One of the key cons of the merger is the effect of higher prices, where a merger can reduce competitive advantage hence giving the new firm a monopoly power. Therefore, with less competition and a huge share in the industry market, the new firm can increase the prices for the buyers, which may be a limitation in terms of customer demands and requirements (Chibuzor, 2016). In some circumstances, a merger gives one party a higher percentage of business transactions, hence setting the prices more than the normal range. If a company had a dominating role, there would be chances of an unfair competitive advantage.

The other disadvantage that comes alongside merging paraphernalia is job losses where there is an aggressive takeover. When a company fires the existing employees and hires other personnel, affected persons eventually lose their jobs because of a merger decision (Salop, 2016). Although the individuals may get new jobs in more efficient companies, there is no guarantee hence it might lead to psychological torture. The impact of losing jobs affects families where the fired group is the breadwinners.

Mergers prevent economies of scale when there is little common for the two companies to gain synergies. On the same note, an outstanding firm may be incapable of motivating the employees and gaining the same level of control for the business transactions. Therefore, companies may not reach a better point to achieve economies of scale (Pettinger, 2019). Other disadvantages of merging may be issues with gaps created in communication due to different business cultures. Additionally, it may impact competition where a firm is not allowed to leverage on price strategy due to existing governmental controls.

Sprint and Nextel Communications is an example of a merger that failed. Sprint merged with Nextel, where the two firms ultimately become the third-largest telecommunications business entity after AT&T and Verizon (Fich et al., 2018). After the merging process had occurred, many Nextel executives and other junior team leaders left the company, alleging difficulty in comprising their culture into one. The reason is that Sprint believed in bureaucracy while Nextel focused on entrepreneurial policies. Therefore, the two would not combine for any business synergy, and thus, due to customer service demands, the merger failed.


Mergers happen when two companies come together to form synergies in business transactions. Merging has advantages such as the shared costs and risks in business ventures. The other advantage is that there is effective R&D which means new processes hence huge returns on revenue. Furthermore, merging boosts network economies where the firm may have a strong connection from the two environments. Disadvantages of merging include higher prices, weak economies of scale achievement, and communication gaps. Companies should be keen when forming a merger so that the goals set are achievable. Nextel and Spring’s merger failed due to bureaucracy and entrepreneurial differences that were highly influenced by the previous business culture for the two businesses.

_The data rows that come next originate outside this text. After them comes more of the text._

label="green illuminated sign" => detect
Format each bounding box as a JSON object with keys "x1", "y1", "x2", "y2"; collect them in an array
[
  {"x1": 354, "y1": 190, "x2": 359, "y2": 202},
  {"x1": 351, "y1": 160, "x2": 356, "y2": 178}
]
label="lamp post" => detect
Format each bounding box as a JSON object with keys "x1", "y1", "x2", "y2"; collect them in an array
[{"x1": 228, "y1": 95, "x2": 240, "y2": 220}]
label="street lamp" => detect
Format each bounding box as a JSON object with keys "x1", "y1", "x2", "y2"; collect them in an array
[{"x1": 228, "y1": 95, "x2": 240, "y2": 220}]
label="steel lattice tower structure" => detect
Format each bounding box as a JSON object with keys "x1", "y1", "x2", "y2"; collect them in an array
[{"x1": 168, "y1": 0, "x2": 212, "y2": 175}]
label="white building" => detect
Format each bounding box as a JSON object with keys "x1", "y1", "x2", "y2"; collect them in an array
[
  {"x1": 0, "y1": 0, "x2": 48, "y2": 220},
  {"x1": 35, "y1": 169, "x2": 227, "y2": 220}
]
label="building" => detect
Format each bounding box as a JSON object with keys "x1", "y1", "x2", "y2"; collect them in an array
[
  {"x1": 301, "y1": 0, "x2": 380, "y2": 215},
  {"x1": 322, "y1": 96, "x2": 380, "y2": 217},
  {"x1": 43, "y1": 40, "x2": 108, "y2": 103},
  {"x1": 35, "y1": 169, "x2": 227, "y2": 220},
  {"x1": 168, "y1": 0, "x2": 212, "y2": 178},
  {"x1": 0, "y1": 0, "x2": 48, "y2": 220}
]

Badubi, R. (2017). Managing diversity in enterprises after the mergers and acquisitions process. International Journal of Management Science and Business Administration, 3(6), 23-27. Web.

Chibuzor, I. (2016). The effect of merger and acquisition on development of a firm a case of Migros and Tansaş merger in Turkey. International Journal of Management and Economics Invention, 5(3), 11-17. Web.

Fich, E., Nguyen, T., & Officer, M. (2018). Large wealth creation in mergers and acquisitions. Financial Management, 47(4), 953-991. Web.

Pettinger, T. (2019). Pros and cons of mergers. Economics Help. Web.

Salop, S. (2016). modifying merger consent decrees to improve merger enforcement policy. SSRN Electronic Journal, 5(8), 23-32. Web.